Martin Men Recall their best stories

Martin Hall turned 100 this year and that meant a flood of alumni visiting campus for the anniversary event and revisiting stories from their time in the historic dorm.

Some Martin men present at the event were uneasy about sharing stories from their glory days. When asked, Jeff Tate ’75 had this to say:

“We’re intellectuals, we don’t have any stories. We were the guys over in the library till midnight, we didn’t know anybody,” Tate said.
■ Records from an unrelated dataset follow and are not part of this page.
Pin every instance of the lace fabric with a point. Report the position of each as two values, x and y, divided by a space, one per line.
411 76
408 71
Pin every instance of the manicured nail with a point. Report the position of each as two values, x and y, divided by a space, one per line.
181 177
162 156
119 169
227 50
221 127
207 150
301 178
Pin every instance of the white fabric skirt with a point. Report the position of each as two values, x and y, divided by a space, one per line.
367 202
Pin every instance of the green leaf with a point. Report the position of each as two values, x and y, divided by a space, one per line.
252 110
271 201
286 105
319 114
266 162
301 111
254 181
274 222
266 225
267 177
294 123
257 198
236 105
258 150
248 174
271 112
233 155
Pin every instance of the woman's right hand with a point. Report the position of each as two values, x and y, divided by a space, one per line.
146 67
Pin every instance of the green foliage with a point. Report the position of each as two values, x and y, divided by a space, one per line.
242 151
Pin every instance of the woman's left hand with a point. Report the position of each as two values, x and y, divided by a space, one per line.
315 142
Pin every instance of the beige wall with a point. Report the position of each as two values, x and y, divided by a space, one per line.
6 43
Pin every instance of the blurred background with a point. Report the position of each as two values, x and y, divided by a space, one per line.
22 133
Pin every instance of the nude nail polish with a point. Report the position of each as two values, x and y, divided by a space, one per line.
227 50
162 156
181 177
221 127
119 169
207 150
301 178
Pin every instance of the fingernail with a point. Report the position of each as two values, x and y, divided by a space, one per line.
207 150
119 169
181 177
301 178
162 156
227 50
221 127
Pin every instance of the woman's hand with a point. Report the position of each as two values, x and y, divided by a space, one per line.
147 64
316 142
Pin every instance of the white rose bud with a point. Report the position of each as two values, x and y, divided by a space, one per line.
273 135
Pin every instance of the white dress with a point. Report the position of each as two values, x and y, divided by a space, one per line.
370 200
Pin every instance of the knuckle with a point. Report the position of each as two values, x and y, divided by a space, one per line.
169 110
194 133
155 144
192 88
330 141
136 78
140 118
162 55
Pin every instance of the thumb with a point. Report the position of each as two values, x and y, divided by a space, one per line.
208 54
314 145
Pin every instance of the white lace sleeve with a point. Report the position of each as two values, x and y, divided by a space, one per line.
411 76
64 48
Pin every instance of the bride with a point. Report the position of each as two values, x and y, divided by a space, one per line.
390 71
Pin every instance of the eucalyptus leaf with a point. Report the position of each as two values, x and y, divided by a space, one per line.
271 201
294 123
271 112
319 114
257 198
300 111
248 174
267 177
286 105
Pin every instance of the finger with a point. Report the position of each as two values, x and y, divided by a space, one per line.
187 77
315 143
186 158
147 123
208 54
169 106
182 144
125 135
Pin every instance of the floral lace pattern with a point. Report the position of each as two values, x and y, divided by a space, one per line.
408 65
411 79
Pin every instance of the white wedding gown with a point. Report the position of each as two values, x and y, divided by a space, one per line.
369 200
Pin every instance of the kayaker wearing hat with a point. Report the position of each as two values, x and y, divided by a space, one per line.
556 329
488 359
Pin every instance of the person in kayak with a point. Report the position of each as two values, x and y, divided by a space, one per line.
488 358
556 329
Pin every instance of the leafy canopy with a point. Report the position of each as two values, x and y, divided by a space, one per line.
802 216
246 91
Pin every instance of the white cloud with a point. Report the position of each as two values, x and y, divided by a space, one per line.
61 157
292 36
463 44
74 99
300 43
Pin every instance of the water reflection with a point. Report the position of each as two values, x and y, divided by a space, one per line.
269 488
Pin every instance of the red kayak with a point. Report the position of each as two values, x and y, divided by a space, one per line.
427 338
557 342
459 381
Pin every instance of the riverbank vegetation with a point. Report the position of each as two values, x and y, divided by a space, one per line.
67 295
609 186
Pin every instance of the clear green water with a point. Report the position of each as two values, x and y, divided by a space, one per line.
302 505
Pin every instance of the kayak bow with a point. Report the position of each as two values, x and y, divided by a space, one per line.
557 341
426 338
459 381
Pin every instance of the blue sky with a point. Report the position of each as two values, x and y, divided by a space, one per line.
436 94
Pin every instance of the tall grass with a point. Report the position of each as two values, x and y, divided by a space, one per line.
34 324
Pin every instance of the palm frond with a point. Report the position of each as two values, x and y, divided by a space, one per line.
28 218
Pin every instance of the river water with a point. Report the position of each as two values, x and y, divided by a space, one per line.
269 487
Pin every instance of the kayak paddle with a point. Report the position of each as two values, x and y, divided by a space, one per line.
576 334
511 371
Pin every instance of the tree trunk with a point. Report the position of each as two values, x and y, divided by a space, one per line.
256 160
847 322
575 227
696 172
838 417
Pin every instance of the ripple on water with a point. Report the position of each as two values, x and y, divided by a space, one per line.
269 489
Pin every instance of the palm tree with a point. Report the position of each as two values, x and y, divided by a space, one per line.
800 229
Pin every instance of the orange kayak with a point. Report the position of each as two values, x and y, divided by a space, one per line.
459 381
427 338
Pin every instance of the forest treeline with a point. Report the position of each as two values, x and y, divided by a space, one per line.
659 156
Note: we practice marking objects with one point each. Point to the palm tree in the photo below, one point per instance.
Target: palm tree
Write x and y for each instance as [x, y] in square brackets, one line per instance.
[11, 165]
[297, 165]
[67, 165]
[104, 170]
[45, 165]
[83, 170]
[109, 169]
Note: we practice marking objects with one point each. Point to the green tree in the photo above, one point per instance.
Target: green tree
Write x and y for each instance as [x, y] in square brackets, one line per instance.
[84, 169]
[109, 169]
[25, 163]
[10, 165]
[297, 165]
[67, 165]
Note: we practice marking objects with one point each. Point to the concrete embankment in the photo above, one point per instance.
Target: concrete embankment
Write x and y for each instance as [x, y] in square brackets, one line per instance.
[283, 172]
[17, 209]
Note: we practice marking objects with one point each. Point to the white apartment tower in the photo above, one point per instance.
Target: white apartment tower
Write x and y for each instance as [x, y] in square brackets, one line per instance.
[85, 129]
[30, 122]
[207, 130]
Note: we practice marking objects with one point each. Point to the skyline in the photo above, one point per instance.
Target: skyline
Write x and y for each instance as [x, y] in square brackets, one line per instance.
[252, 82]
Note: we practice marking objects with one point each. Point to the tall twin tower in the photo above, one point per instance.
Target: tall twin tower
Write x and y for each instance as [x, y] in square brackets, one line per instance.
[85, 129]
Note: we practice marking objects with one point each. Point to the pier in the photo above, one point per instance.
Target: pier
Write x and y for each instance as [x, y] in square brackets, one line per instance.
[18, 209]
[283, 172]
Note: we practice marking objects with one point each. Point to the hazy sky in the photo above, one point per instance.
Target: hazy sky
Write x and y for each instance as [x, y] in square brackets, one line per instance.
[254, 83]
In true Martin fashion, Tate then prompted the friend he was sitting with, Jerry Pruden ’75, to recount the time Pruden had broken into the steam tunnels under Martin with his twin brother and tried to chisel through a brick wall earning himself the nickname “Tunnel Rat”. Like other alumni, he also fondly remembered pranks, one involving a Martin party room completely full of stolen bicycles.


Bill Hobbs ’71 recounted coming home from a late night to find that every doorknob in his section was tied together and had to let his dormmates out, while Marion (Red) White ’70 described the punishing of an annoying classmate by filling his room floor to ceiling with crumpled up newspaper while he was home for the weekend.

“When he came back on Sunday he tried to open his door and he could not open his dorm door,” White said, excited to note that while most guys just left their keys on the doorframes. “After that, he took his [key] with him.”

For Chuck Chappell ’64, what started as likely a drunken mishap made his room, number 316, a commemorated spot.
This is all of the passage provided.